Frequency distribution of differences in body mass between 779 matched pairs of younger and older species in the same genera. Dashed line indicates zero difference. Younger species are significantly larger, either according to a standard t test (t = 3.225, df = 776, P < 0.01) or according to a G test [442 of 779 (56.7%) are larger, with a null expectation of 50%,G = 14.782, df = 1, P < 0.005]. A more robust, nonparametric test shows that the pattern is due to within-lineage trends instead of an among-lineage trend. This involves creating pseudo-matches of the younger species to older ones drawn randomly with replacement (bootstrapping). Totally random draws would generate unrealistically large temporal and body mass differences, because species are only placed in the same genera if they appear at similar times and have similar sizes. Therefore, a conservative algorithm was used as follows: (i) The differences in first appearance dates and the absolute differences in the mass of matched species were counted (bin sizes were set at 0.1 My and 0.01 ln g). (ii) As candidate older species were drawn randomly, the observed differences were subtracted from the two count vectors. (iii) If either difference had a zero count, the counts were restored and the candidate species was replaced. (iv) Once all younger species had been matched, the mean difference was computed. (v) The procedure was iterated to create a null distribution. Because only absolute values of mass differences were held constant, the average differences could take on any value. For combinatoric reasons, an average of 74.7 pairs per trial (9.6%) could not be matched. Even though the average differences in mass for unmatched species pairs were high (0.118 ln g), the remaining matched pairs averaged differences that were very close to the original value (0.084 versus 0.087 ln g). The bootstrapped species pairs in 10,000 trials differed in mass by an average of 0.022 ln g, which is significantly less than 0.084 ln g (P = 0.0071).

The strong support for a within-lineage effect raises several questions. First, average body mass across the fauna increases dramatically during the Cenozoic; can this effect account for the trend by itself, or are among-lineage effects such as differential extinction also needed to explain it? A simple calculation shows that it can. A least-squares fit of time against mean size for the Cenozoic data yields a slope of 0.0392 ± 0.0037 ln g per million years (My). The first appearances of the older and younger species in each comparison differ on average by 2.62 My, so the increase of 0.0874 ln g per generation amounts to an increase of 0.0334 ln g/My, which is an insignificant 1.6 standard errors lower than the observed slope.

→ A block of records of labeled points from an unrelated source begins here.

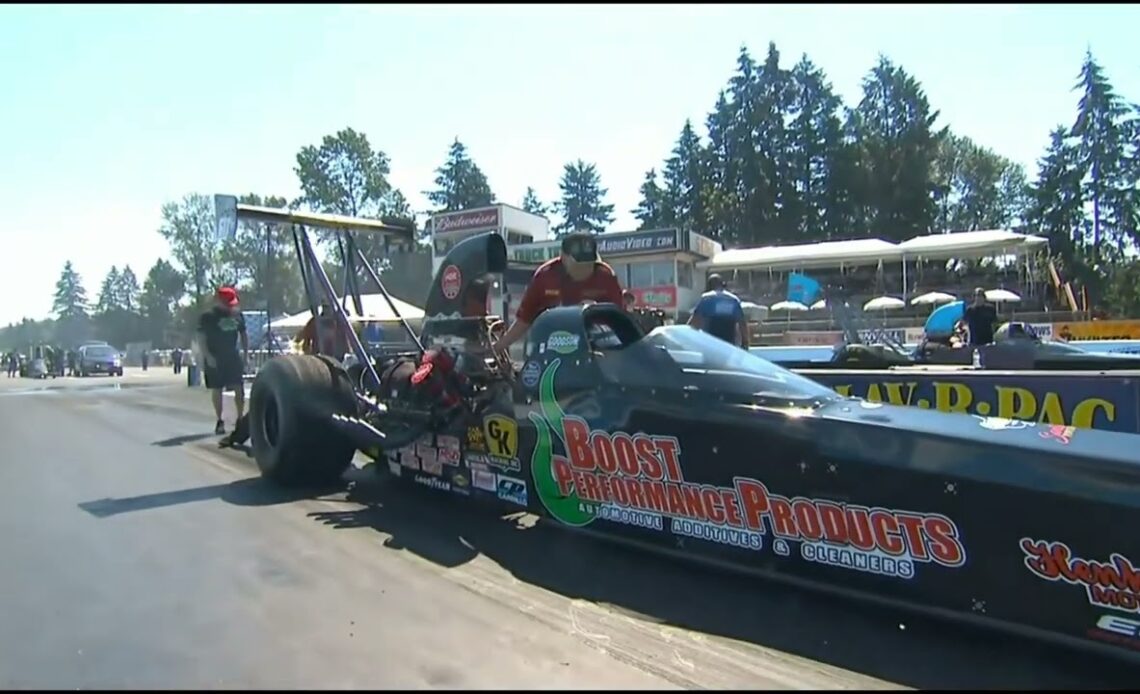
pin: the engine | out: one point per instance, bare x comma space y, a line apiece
457, 375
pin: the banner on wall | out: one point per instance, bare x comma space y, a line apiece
1098, 329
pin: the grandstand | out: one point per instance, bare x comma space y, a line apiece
866, 268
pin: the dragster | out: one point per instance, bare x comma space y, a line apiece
677, 442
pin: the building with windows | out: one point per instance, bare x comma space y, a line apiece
659, 266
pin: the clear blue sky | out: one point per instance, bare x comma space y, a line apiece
108, 112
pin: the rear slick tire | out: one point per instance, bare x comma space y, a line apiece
291, 407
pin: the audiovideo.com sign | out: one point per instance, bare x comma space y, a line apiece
609, 245
1098, 329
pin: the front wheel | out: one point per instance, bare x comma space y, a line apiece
291, 407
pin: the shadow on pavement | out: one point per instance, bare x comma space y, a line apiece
886, 644
250, 491
182, 440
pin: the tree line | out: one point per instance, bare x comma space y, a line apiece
780, 160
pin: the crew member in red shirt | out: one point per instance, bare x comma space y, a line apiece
575, 276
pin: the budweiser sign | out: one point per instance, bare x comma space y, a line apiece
488, 218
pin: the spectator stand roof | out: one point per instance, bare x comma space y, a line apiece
871, 251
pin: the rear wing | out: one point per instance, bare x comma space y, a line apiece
228, 211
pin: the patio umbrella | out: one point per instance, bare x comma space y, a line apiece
788, 305
1002, 296
884, 303
933, 299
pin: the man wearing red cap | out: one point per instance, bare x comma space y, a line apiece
222, 364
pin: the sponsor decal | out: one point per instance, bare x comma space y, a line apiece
881, 335
433, 482
429, 462
512, 490
609, 245
562, 342
465, 221
531, 372
1085, 402
499, 439
448, 450
408, 457
475, 441
664, 296
813, 337
485, 480
1117, 629
1061, 434
431, 465
1113, 584
450, 282
1099, 329
1042, 329
602, 472
999, 424
459, 483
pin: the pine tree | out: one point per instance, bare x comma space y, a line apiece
583, 206
1101, 129
652, 211
897, 145
530, 203
70, 300
685, 182
108, 293
127, 290
461, 185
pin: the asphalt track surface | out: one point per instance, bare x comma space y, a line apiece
137, 554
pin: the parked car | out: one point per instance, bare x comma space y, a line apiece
99, 359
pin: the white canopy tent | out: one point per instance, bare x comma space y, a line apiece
788, 305
933, 299
829, 254
375, 309
1002, 296
884, 303
969, 244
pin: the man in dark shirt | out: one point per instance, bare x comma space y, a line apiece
721, 313
575, 276
980, 317
219, 329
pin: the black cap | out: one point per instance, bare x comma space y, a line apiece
580, 245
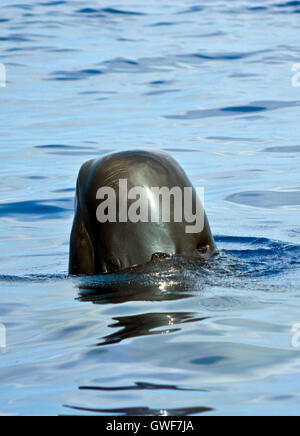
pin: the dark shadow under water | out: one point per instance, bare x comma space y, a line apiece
242, 263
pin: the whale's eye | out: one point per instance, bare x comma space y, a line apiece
113, 264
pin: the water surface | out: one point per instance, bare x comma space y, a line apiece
212, 85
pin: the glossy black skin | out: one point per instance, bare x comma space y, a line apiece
99, 248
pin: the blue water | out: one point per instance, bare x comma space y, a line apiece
211, 83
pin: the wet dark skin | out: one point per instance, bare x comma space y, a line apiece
97, 248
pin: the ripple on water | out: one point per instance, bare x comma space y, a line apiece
266, 199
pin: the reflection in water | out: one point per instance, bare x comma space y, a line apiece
146, 324
145, 411
139, 386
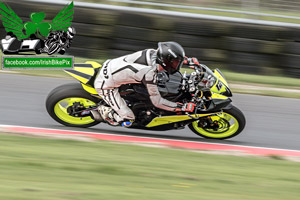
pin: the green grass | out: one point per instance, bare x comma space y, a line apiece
33, 168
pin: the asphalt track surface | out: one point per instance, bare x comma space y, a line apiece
271, 122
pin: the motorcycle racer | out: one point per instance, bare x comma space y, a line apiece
140, 67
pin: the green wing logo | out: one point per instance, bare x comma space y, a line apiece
54, 36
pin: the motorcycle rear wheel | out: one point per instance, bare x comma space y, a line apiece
232, 122
62, 97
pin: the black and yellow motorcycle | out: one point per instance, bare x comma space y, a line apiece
214, 117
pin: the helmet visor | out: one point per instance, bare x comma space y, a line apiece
175, 65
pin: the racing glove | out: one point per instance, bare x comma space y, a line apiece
187, 107
191, 61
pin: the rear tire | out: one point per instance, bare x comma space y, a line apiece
69, 93
232, 115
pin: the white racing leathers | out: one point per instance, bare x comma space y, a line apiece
139, 67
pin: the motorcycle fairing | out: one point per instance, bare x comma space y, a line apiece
85, 72
221, 85
158, 121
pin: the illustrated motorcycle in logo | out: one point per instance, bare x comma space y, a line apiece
36, 35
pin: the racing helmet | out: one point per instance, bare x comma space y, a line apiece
170, 55
71, 32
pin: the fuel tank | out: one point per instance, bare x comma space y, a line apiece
168, 86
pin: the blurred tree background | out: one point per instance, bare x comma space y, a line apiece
242, 43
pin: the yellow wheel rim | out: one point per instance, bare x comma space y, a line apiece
222, 132
60, 110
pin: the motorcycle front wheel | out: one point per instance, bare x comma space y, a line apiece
64, 100
226, 124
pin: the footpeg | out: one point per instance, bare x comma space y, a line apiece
96, 116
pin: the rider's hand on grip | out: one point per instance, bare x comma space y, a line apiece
191, 61
187, 107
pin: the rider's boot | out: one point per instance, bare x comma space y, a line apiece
96, 116
107, 114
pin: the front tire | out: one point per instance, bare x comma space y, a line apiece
63, 97
232, 122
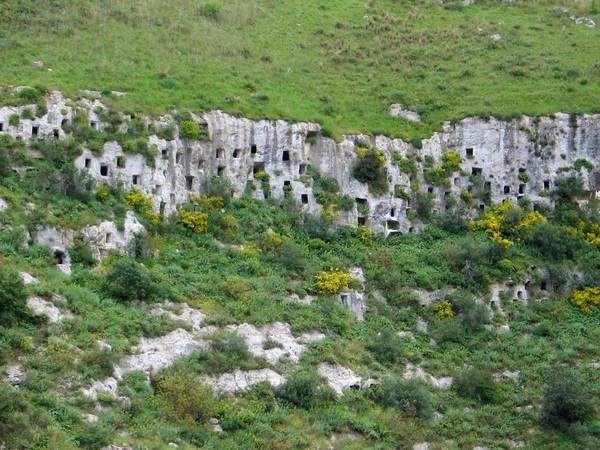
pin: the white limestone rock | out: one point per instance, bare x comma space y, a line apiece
243, 380
106, 237
28, 279
278, 332
40, 306
339, 377
153, 354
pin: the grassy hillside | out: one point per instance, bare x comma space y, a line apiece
340, 62
525, 373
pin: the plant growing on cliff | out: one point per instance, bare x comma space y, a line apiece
12, 296
332, 282
129, 280
194, 220
369, 168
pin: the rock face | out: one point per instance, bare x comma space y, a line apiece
499, 160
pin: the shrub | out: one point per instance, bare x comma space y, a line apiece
581, 163
444, 310
586, 299
303, 390
189, 130
184, 395
409, 396
565, 401
369, 168
478, 385
13, 296
332, 282
386, 346
195, 221
128, 280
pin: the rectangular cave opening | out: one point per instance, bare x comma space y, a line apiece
189, 182
393, 225
258, 167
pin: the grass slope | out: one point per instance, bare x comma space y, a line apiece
341, 62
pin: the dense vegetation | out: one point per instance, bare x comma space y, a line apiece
525, 371
241, 261
340, 62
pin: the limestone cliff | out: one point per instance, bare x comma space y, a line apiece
499, 160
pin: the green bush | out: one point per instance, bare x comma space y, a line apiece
13, 296
128, 280
369, 168
303, 390
565, 401
477, 385
189, 130
409, 396
184, 395
386, 346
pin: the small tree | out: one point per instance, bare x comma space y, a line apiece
13, 297
409, 396
128, 280
387, 347
565, 401
185, 396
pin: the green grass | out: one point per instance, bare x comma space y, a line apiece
341, 63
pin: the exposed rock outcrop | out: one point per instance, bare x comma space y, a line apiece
499, 160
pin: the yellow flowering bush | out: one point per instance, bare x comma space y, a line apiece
184, 395
195, 221
138, 201
586, 299
497, 225
103, 193
451, 160
443, 310
332, 281
260, 175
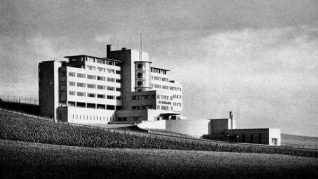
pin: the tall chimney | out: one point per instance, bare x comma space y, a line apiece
108, 49
231, 118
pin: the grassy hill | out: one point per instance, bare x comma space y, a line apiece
295, 140
23, 128
36, 160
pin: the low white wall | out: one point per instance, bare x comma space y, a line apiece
153, 125
195, 128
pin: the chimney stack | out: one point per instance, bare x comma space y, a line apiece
108, 49
231, 118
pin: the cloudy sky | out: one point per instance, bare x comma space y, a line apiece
256, 58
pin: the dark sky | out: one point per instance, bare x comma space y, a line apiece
256, 58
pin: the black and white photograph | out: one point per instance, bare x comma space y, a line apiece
158, 89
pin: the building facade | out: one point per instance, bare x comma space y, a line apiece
122, 87
225, 129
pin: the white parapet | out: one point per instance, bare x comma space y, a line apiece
196, 128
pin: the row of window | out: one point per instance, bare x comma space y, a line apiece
163, 97
90, 105
94, 118
94, 77
101, 69
151, 107
159, 78
155, 70
164, 102
91, 59
143, 97
177, 104
136, 118
94, 86
93, 95
165, 87
143, 107
177, 96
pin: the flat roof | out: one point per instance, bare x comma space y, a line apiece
92, 57
160, 68
143, 61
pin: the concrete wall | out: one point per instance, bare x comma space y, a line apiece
259, 136
274, 134
48, 88
85, 115
195, 128
219, 126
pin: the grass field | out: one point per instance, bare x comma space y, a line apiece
35, 160
288, 139
22, 128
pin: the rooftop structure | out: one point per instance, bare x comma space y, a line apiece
123, 87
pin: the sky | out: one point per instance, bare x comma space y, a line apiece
256, 58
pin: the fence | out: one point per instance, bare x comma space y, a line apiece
19, 99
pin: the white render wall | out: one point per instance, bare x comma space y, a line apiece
89, 116
196, 128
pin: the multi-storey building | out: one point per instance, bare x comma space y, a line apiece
122, 87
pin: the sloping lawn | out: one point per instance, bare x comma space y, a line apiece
22, 128
35, 160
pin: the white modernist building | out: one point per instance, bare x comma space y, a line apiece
122, 87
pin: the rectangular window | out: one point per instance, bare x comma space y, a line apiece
81, 84
91, 105
140, 75
101, 106
92, 77
81, 105
71, 103
81, 75
111, 79
101, 96
91, 95
110, 88
100, 61
110, 107
90, 67
101, 78
81, 94
72, 83
110, 70
91, 86
110, 97
101, 69
100, 87
109, 62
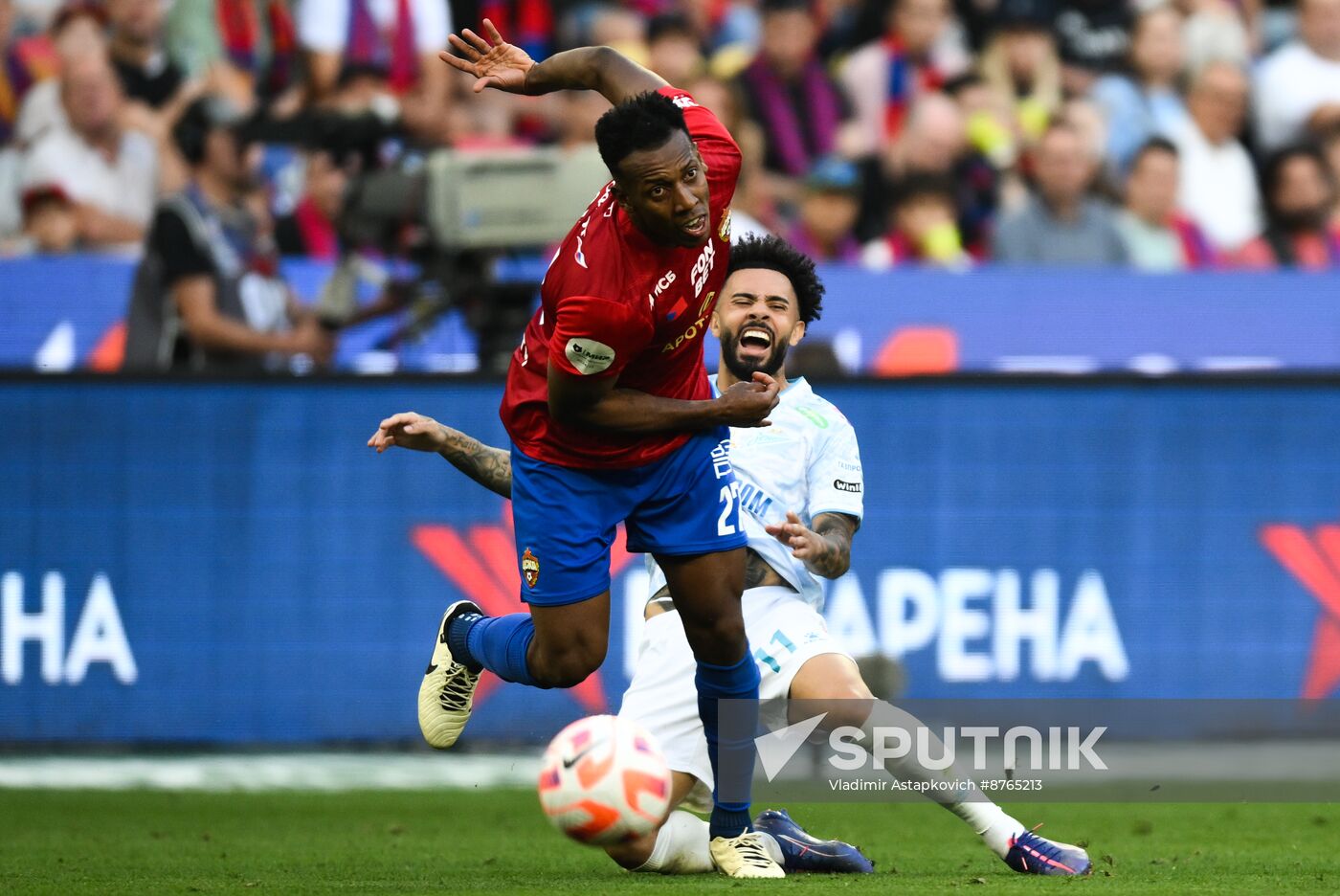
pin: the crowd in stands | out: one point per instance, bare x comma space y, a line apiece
1162, 134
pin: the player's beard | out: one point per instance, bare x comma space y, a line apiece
744, 369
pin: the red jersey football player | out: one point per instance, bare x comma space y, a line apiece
613, 421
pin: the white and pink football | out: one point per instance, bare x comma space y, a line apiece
603, 781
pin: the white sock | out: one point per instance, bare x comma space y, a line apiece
681, 846
989, 821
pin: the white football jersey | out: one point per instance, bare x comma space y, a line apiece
807, 460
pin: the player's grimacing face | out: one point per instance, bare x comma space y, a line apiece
757, 319
663, 190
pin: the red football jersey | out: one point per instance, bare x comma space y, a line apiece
615, 304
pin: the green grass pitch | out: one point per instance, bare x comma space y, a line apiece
496, 841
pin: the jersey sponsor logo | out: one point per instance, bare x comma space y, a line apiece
754, 501
721, 459
529, 568
703, 268
589, 356
686, 336
580, 256
662, 284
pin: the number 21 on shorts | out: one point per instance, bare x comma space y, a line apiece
729, 499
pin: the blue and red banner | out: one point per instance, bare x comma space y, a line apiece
230, 563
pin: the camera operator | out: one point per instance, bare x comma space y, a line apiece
208, 295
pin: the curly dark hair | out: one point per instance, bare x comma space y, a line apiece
643, 123
774, 254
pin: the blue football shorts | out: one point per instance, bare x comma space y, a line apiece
685, 504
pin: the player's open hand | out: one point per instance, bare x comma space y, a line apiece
409, 430
749, 403
806, 544
493, 62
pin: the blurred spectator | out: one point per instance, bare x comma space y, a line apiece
1061, 222
1155, 235
576, 114
673, 49
23, 63
1216, 31
921, 227
1146, 102
397, 40
310, 229
884, 78
1297, 87
1094, 36
1218, 181
1300, 197
828, 209
1021, 66
526, 23
154, 87
245, 50
788, 93
146, 74
50, 221
207, 295
935, 143
107, 171
77, 34
988, 118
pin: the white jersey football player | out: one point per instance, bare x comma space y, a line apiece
801, 493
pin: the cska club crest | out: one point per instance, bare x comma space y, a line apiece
529, 568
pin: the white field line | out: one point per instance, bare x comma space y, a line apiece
271, 772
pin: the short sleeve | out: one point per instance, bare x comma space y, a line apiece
596, 336
171, 242
714, 143
837, 481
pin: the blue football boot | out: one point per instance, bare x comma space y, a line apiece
1032, 855
801, 852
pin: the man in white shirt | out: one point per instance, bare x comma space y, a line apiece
111, 174
801, 499
1218, 188
1297, 87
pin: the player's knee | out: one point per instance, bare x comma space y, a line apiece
570, 667
847, 708
633, 855
720, 637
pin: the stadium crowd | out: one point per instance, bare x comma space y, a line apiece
1163, 134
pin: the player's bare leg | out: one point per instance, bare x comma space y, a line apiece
706, 591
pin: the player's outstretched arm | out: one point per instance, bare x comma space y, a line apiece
502, 66
600, 403
826, 549
486, 465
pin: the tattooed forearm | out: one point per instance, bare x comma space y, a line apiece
486, 465
835, 530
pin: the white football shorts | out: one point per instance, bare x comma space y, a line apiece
784, 633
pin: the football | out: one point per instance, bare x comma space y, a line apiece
605, 781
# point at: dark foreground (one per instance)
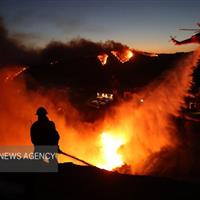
(79, 182)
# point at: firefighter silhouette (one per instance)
(44, 135)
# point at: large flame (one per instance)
(103, 58)
(129, 134)
(123, 55)
(110, 149)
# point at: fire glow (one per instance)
(110, 147)
(103, 58)
(123, 56)
(131, 133)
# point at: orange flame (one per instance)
(136, 129)
(123, 56)
(110, 147)
(103, 58)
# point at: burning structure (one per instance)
(140, 134)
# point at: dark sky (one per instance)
(141, 24)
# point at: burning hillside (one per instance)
(133, 134)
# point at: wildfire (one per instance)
(124, 55)
(11, 76)
(103, 58)
(110, 148)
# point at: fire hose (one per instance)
(75, 158)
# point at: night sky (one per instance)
(141, 24)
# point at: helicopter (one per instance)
(194, 39)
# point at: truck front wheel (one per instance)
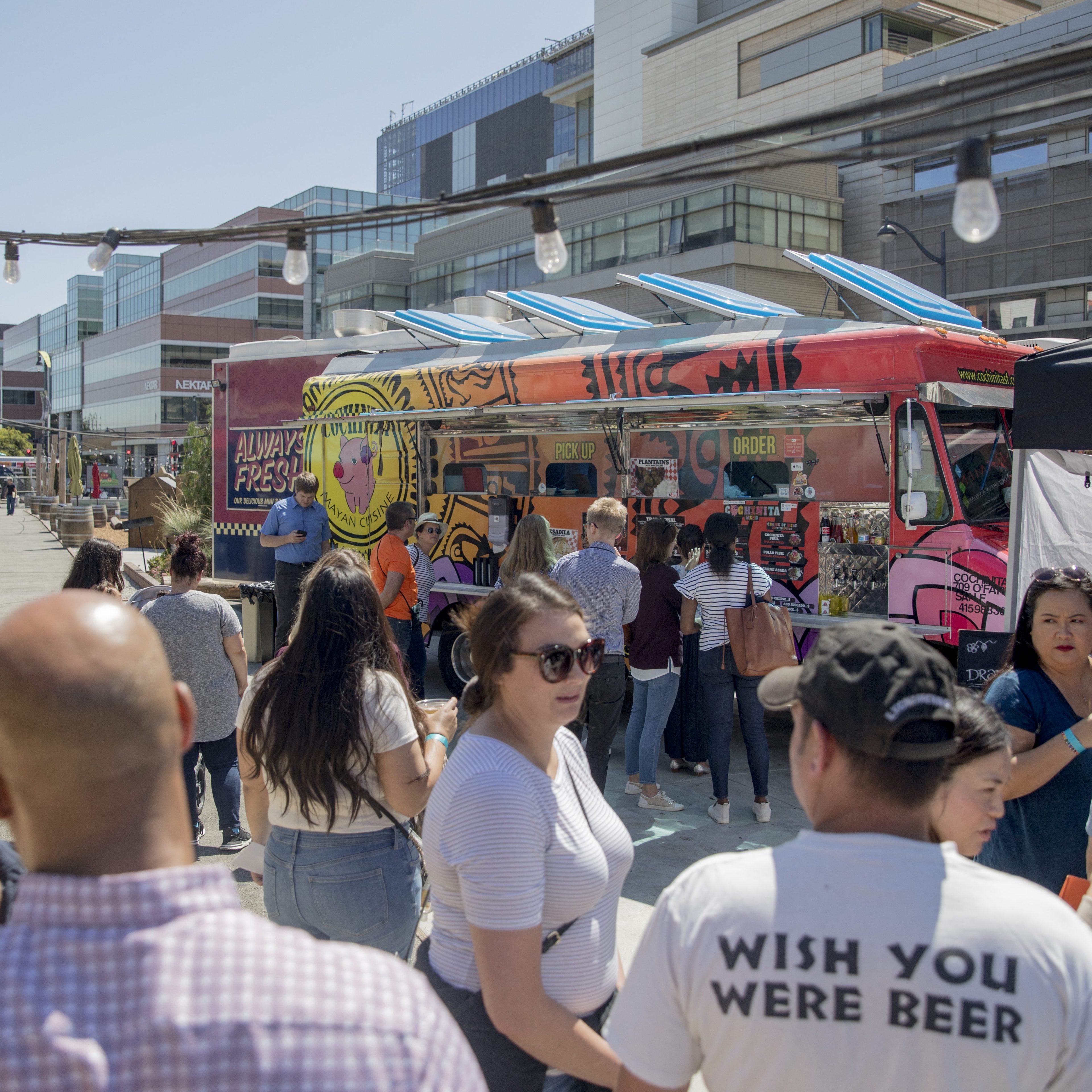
(455, 657)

A second question is whether the within-lineage trend varies through time: It might just be a feature of one unusual interval, such as the immediate post–Cretaceous-Tertiary (K-T) boundary recovery phase. To address this question I binned the older-younger matches into 2.5-My intervals throughout the Cenozoic (Fig.3). There is a weak, marginally significant correlation between time and average size difference (Spearman's r = 0.342, t = 1.784,P < 0.10). However, this correlation is positive; the effect's strength actually increased over time. Least-squares regression predicts a mean size change of +2.7% during the initial, early Paleocene radiation of mammals, but +21.0% in the latest Pleistocene. The average might have tracked either the appearance of new taxonomic groups with stronger biases or environmental changes that favored large sizes. Short-term excursions from the trend are not consistent, as shown by the lack of significant serial correlation [Spearman's r = 0.132, t = 0.636, not significant (NS)]. These results suggest that progressive increase in size has been an important pattern throughout much of mammalian history.

Figure 3

Trend in strength of the within-lineage Cope's rule effect through the Cenozoic. Here, the data shown in Fig.2 are binned into intervals 2.5 My long and averaged. Sample sizes range from 12 to 79 older-younger species pairs per interval, with an average of 29.1. Alternative bin sizes of 1 to 10 My yield similar patterns. Cretaceous data are too sparse to allow reliable averages to be computed. The dashed line illustrates the expected average change of zero if there is no effect.

Despite the consistency of this evolutionary bias, it does not account for all of the major features of the body mass distribution (Fig. 1). These are a constant lower mass limit of about 2 ln units; a gradual increase in the upper mass limit throughout the Cenozoic; a rapid expansion in the upper, but not lower, mass limit immediately after the K-T boundary; and the gradual development of a gap in the middle part of the size spectrum that begins in the Eocene at about 46 million years ago (Ma).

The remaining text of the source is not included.